Liminiar suspende proibição de fumar em locais fechados
JB Online
RIO - O desembargador Mário Guimarães Neto, da 12ª Câmara Cível do Tribunal de Justiça do Rio, suspendeu os efeitos do decreto do prefeito Cesar Maia, que proíbe o fumo em ambientes fechados da cidade. A decisão, em caráter liminar, foi concedida em mandado de segurança impetrado pelo Sindicato dos Hotéis, Restaurantes, Bares e Similares do município.
A açãoo tem como réus o prefeito do do Rio e o superintendente de Controle de Zoonoses, Vigilância e Fiscalização Sanitária. A decisão da Justiça fixa, ainda, multa de R$ 5 mil para cada auto de infração contra os filiados ao sindicato, ou qualquer ato derivado do poder de polícia municipal, com vistas a assegurar o cumprimento do decreto, considerado ilegal.
Em sua decisão, o desembargador lembra que a questão do tabagismo já foi disciplinada pela Lei Federal 9294/96, que em nenhum momento a lei proibiu como o fez o decreto municipal - o fumo em ambientes fechados, mas permitiu que fosse reservada área para fumantes, com arejamento conveniente
- Não pode, portanto, um poder municipal, que possui competência legislativa apenas para suplementar a legislação federal e estadual no que couber, através do chefe do Poder Executivo, criar norma cogente proibitiva que possui o condão de, muito além do que suplementar (o que seria lícito), verdadeiramente derrogar uma legislaçãoo federal, criando modelos de condutas totalmente desconformes aos instituídos pela Lei n§ 9294/96 - escreveu o desembargador Mário Guimarães Neto, na liminar.
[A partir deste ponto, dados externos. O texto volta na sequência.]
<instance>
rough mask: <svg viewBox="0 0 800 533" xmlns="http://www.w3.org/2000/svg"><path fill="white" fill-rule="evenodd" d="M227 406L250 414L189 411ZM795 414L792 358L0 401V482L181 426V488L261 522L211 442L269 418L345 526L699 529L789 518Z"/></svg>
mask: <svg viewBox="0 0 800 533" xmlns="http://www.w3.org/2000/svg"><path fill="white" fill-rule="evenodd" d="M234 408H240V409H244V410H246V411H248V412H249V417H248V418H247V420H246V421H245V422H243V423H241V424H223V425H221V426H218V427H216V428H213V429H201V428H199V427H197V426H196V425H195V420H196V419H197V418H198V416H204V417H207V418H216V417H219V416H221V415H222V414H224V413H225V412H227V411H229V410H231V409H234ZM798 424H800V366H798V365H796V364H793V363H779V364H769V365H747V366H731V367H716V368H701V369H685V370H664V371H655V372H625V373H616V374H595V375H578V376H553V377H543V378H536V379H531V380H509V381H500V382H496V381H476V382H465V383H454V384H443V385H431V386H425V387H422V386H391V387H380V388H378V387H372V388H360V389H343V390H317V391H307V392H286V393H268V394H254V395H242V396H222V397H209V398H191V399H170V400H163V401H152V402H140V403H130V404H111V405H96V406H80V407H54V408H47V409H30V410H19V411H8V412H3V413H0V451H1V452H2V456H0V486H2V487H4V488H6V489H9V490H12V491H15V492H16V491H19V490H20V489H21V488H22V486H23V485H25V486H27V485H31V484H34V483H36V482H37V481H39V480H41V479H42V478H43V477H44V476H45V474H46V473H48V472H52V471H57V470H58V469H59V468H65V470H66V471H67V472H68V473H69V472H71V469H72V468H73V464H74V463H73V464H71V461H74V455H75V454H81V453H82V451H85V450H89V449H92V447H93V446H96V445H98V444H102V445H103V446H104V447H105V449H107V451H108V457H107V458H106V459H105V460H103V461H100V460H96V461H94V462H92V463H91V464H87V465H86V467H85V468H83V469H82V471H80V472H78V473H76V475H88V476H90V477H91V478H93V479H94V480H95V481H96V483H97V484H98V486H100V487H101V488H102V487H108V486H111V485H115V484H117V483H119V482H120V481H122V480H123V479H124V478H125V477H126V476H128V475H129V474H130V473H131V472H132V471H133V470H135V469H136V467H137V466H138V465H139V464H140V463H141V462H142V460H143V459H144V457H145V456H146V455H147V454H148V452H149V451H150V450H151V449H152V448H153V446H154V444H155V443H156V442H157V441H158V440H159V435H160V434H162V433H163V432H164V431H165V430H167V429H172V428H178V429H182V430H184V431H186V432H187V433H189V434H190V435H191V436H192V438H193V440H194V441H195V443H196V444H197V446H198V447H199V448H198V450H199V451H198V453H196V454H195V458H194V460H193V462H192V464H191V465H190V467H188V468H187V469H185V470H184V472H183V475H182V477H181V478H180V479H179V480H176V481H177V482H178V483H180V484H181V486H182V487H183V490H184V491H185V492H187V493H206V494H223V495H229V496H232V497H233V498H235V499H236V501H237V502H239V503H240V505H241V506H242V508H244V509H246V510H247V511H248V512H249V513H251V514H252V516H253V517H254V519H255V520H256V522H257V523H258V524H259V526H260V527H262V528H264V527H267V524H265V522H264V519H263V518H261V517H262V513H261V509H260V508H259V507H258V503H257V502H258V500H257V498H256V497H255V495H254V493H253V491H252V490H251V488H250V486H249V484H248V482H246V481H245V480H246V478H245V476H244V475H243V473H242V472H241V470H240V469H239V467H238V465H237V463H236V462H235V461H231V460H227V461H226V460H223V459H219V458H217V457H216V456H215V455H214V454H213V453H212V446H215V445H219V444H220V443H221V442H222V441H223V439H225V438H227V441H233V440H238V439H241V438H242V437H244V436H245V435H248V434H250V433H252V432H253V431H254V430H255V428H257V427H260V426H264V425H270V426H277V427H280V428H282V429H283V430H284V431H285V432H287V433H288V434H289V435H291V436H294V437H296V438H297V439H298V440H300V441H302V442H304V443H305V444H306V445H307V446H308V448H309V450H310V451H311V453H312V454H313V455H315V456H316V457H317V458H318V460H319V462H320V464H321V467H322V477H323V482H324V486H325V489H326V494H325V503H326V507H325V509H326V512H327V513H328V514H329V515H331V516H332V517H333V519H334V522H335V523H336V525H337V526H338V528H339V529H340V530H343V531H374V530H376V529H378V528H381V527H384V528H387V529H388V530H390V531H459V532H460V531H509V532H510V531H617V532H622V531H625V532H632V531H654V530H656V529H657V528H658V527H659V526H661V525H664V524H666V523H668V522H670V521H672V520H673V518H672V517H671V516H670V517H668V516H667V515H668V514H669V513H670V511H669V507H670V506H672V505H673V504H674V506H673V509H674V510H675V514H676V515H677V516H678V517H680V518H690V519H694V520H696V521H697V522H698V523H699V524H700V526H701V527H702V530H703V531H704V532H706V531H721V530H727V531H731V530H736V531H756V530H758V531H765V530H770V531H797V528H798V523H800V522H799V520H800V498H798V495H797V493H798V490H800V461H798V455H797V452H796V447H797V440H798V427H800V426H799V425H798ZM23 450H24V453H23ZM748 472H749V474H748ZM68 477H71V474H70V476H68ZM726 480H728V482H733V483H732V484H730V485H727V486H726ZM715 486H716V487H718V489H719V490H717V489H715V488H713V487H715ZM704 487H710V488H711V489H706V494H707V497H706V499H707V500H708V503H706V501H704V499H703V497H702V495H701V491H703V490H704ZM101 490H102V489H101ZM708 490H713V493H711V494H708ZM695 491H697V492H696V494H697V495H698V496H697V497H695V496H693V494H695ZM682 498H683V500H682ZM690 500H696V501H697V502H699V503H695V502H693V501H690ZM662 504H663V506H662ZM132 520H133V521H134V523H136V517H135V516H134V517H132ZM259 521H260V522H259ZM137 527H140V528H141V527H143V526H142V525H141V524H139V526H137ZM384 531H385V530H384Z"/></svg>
O decreto municipal entrou em vigor no dia 31 de maio. Dois dias antes, duas tabacarias do Centro conseguiram liminar que permitiu a seus clientes fumar dentro das lojas. A decisão judicial foi dada pelo desembargador Jorge Luiz Habib, da 18ª Câmara Cível. Na próxima segunda-feira, o órgão Especial do Tribunal de Justiça do Rio julga outro pedido de liminar, desta vez, feito pela Federação Nacional dos Hotéis, Restaurantes, Bares e Similares, que impetrou ação de representação de inconstitucionalidade contra o decreto.